The Goal: Getting Granular, Identifying Therapeutic Targets

Dr. Manfredsson and his team feel confident that these serotonergic circuity changes are the culprit behind LID, but the grant will allow them to explore how and why these changes occur—and where they can intervene.

Each researcher comes from a different school of neuroscience. Dr. Manfredsson’s expertise is in molecular biology and gene therapy. He studies the structure of and interactions between cellular molecules, and he develops viral vector-based tools to therapeutically alter the genes within cells.

Dr. Bishop brings experience in pharmacology—the study of drugs and how the body responds to them. He is also a behavioral neuroscientist, who examines the biological basis of human behavior. Dr. Keui measures the electrical properties of cells as an electrophysiologist.

“Together, we’ll be able to create a comprehensive picture of what’s really going on,” Dr. Manfredsson said.

The researchers will use a human model, consisting of postmortem tissue, and a rodent model to investigate the abnormal neuroplasticity that occurs during LID and then attempt to correct it.

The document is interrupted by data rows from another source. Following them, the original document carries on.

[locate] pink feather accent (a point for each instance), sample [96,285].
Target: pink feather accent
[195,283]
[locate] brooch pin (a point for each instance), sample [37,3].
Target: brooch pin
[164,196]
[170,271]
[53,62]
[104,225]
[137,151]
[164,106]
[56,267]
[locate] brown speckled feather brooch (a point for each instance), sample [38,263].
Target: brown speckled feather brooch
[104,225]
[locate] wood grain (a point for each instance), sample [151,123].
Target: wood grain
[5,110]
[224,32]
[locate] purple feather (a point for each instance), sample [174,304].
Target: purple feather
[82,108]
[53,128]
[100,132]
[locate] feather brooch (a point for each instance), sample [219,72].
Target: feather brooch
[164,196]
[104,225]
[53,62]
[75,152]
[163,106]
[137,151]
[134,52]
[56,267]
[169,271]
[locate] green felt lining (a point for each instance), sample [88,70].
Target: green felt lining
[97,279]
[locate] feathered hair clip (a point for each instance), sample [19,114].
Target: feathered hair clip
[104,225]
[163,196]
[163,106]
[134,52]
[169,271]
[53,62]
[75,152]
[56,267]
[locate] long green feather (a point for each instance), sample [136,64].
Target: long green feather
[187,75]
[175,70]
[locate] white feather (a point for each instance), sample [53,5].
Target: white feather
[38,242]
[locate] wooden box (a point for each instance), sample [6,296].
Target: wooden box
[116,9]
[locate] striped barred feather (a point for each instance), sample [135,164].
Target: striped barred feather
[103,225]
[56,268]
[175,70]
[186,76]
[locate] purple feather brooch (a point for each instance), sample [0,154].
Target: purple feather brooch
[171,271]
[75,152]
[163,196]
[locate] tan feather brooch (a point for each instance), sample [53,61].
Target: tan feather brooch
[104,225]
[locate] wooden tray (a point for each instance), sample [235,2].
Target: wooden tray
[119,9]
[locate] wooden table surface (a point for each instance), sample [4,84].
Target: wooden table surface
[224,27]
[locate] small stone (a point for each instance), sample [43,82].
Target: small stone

“We’re going to focus on the role of this serotonergic circuity and how that circuity is causing these symptoms,” Dr. Manfredsson said. “Because if it holds true, and we can start identifying this, it gives us a completely new therapeutic target. Serotonin neurons will respond to different types of medications.”

In fact, the team has already identified potential drug candidates. These drugs have approval from the U.S. Food and Drug Administration (FDA) for other purposes, meaning they could be tested in late-stage clinical trials.

The researchers hope this project will lay the groundwork for treatment strategies that could improve the quality of life for millions of current and future patients with Parkinson’s disease.

“At the end of the day,” Dr. Manfredsson said, “it’s important for people to recognize that Parkinson’s is so much more than just motor symptoms.”